I’ve been playing a mainland Chinese crossword puzzle game based on proverbs, in this case all four-character ones. (Some Chinese proverbs can be longer.)
It’s on WeChat, so has loads of players (and not just in mainland China, I think), a lot of whom have chosen to use fictitious tags which are obviously not names.
One of them is a four-character one itself, thus mimicking the content of the game, but is a naughty word play which appeals to my wicked / perverse sense of humour.
There's a common expression:
善解人意
shàn jiě rén yì
“good-at understand[ing] people[’s] desires / wishes / meaning”
The breakdown of the component parts of 解 jiě is:
角 jiǎo / horn
刀 dāo / knife
牛 niú / cattle*
(*or any name under the cattle family: cow, bull, ox, bullock, buffalo)
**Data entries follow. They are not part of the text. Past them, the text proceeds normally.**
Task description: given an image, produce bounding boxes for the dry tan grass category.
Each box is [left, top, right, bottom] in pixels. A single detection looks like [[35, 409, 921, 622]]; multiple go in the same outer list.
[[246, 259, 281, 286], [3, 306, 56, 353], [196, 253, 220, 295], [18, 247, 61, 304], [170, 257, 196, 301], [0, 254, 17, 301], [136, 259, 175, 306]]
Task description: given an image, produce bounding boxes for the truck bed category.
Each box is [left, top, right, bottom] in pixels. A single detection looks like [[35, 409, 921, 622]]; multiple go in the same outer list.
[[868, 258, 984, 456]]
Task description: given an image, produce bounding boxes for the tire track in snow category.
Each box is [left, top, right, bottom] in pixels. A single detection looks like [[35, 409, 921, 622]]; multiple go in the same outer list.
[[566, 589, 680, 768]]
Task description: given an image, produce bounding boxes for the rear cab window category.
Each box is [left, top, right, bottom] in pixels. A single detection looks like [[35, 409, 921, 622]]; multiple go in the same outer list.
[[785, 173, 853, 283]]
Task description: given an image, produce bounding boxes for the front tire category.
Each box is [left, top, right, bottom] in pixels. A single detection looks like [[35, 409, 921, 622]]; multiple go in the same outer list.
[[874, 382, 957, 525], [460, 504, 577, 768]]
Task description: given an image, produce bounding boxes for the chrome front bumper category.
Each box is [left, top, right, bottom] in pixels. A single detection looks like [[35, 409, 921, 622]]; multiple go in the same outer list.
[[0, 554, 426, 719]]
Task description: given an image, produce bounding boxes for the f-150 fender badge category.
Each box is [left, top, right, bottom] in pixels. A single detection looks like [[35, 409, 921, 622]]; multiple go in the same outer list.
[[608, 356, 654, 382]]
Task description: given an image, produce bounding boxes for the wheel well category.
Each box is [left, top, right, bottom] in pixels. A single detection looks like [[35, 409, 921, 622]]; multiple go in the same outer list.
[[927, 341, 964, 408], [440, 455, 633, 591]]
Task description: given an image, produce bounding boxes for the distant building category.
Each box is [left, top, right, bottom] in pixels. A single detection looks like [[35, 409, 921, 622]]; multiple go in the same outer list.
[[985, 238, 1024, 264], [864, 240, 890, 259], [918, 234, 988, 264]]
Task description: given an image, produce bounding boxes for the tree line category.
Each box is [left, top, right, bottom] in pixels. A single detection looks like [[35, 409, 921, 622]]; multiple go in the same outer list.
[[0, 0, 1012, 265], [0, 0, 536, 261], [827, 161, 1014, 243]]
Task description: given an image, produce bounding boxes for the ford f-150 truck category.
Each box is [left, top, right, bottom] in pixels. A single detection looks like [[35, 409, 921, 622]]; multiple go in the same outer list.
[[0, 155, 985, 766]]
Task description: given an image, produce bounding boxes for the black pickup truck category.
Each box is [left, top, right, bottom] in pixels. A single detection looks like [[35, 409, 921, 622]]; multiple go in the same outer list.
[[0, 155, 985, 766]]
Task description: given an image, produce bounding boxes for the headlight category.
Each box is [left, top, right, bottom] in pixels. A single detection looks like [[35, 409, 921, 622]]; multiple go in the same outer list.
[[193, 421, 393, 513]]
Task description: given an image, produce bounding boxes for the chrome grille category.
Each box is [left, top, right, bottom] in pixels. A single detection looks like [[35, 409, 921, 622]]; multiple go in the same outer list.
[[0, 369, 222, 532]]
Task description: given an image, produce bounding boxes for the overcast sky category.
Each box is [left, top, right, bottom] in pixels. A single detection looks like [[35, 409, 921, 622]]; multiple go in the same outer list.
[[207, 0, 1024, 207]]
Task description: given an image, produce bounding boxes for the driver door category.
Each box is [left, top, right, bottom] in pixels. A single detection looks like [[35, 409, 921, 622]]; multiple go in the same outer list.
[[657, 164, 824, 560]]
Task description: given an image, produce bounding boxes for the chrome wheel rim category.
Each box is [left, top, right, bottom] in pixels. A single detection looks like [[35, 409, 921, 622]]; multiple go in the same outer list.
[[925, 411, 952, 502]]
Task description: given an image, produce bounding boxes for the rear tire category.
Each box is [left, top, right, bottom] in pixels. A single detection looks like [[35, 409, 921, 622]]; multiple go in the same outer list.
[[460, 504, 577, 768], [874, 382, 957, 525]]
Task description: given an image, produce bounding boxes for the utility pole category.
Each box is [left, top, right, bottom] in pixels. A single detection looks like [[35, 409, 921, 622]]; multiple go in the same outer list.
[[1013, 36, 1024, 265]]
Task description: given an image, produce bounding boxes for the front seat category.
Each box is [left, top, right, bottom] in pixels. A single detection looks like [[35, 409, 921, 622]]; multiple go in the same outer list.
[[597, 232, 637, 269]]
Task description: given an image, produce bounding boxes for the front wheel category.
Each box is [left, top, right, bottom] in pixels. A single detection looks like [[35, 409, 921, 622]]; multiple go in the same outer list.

Taking a knife to the horn of a cow is perhaps for untying / undoing a knot that the cow’s horn has got caught up in.
The translation for 解 can be:
- solve/unravel something (a puzzle or a mystery),
- untie/undo a knot (which is similar to solving a puzzle or conundrum),
- unravel a piece of knitwear (the knitting coming apart),
- and therefore also “understand” as a cognate.
I chanced upon the tag that one of the players of the Chinese crossword puzzle game has chosen for himself (has to be a bloke):
擅解人衣
shàn jiě rén yī
“good-at undoing people[’s] clothes”
Another meaning of 擅 shàn is “do something on one’s own authority”, so there’s yet another level of word play here in his name tag of 擅解人衣: that whoever’s-referred-to undoes people’s clothes on his own authority (i.e., not necessarily with consent).
Brilliant. Hahahaha. Love his sense of humour. Very clever word play too.